オランジュ侯爵令嬢(ラーシェルさま)もですか。実はわたくしも」

「わたくしも」

「実は……」

 と次々と名乗り出てくるご令嬢ら。


 どうやら、王子の婚約者が決まらなかったのは王子と身分が釣り合う令嬢に【悪役令嬢】と喚いたのが原因だったとか。


 で、不遇な女性――しかも好みの外見による――を助ける白馬の王子さまというポジションに憧れてそれに目を付けられていたのがシンディアだったとか。


 目を白黒している間に騒ぎを聞きつけた王が異母姉たちを捕らえようとしていた騎士らに命じて、王子を会場の外に追い出す。


「ここまで騒ぎを起こして、今まで対応しなかった陛下にも困ったものですわ」

「お父さまにご報告しておかないと」

「ええ。そうね。軍を動かしてもらうようにしないと」

 とご令嬢たちが物騒なことをささやいていたのが怖かった。




「えっ、えっと……」

 魔術師はすっかり出番を奪われたという感じで途方に暮れたように、

「大丈夫だった。か……」

 などと確認してくる。


「大丈夫だったけど……。あんな王子で国が心配だわ」

 異母姉に怪我はなかったが、あんなことされて名誉棄損で訴えれば慰謝料でもぶん捕れるだろうか。


「まあ、ご令嬢たちが逞しいから……」

 大丈夫ではないかと呟かれて、

「不遇な令嬢を助ける白馬の王子さま……。う~ん。わたしは仕事をくれる魔術師の方がいいな~」

 夜会で王子が相手を見つけた後は婚活パーティになると聞いて期待していたのだ。ついそれを漏らすと。

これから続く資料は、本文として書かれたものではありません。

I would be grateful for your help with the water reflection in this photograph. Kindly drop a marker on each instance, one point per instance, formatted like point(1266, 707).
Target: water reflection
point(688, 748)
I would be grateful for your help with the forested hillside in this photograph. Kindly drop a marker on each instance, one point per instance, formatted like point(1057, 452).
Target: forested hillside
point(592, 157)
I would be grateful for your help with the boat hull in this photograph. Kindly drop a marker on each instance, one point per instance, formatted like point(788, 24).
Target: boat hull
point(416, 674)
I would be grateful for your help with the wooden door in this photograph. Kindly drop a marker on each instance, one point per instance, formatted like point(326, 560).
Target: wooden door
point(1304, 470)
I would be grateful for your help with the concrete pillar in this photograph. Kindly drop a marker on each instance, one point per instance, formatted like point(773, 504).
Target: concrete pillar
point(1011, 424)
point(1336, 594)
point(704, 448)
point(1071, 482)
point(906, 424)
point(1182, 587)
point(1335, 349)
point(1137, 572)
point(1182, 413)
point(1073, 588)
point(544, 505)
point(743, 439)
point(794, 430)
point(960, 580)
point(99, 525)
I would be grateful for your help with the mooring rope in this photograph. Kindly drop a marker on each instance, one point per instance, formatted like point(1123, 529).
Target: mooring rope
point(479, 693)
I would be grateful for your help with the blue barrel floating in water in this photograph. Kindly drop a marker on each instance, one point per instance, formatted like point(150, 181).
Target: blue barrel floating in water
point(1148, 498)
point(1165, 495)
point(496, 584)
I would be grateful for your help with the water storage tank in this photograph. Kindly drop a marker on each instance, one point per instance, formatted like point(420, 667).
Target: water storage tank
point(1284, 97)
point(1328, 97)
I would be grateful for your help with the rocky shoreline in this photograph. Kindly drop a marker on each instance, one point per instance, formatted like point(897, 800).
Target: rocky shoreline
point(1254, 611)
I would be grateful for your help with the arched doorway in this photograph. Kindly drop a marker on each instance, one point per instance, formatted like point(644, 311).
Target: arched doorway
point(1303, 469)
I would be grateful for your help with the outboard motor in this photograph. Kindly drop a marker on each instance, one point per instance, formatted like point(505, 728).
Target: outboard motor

「そっか。まあ、俺もそうだと思ったから夜会で会う約束をしたんだけどな……」

 と返されて二人して笑い合った。


 うん。王子さまはいらないな。





 後日。王子相手に堂々と自分の家の状況を告げて、それでも胸を張っていたリィンディア異母姉はその様を気に入った王子に【悪役令嬢】と言われた令嬢の一人が自分の弟と婚約しないかと打診して、セリューディア異母姉にはウェイトレスをしている時に知り合った男性が実は夜会に参加していたと話で盛り上がって婚約を果たした。



 そして、全ての原因の父は義母にしっかり絞められて、王子はこれ以上問題を起こされては困ると思われたのか病気療養として表舞台から消え去った。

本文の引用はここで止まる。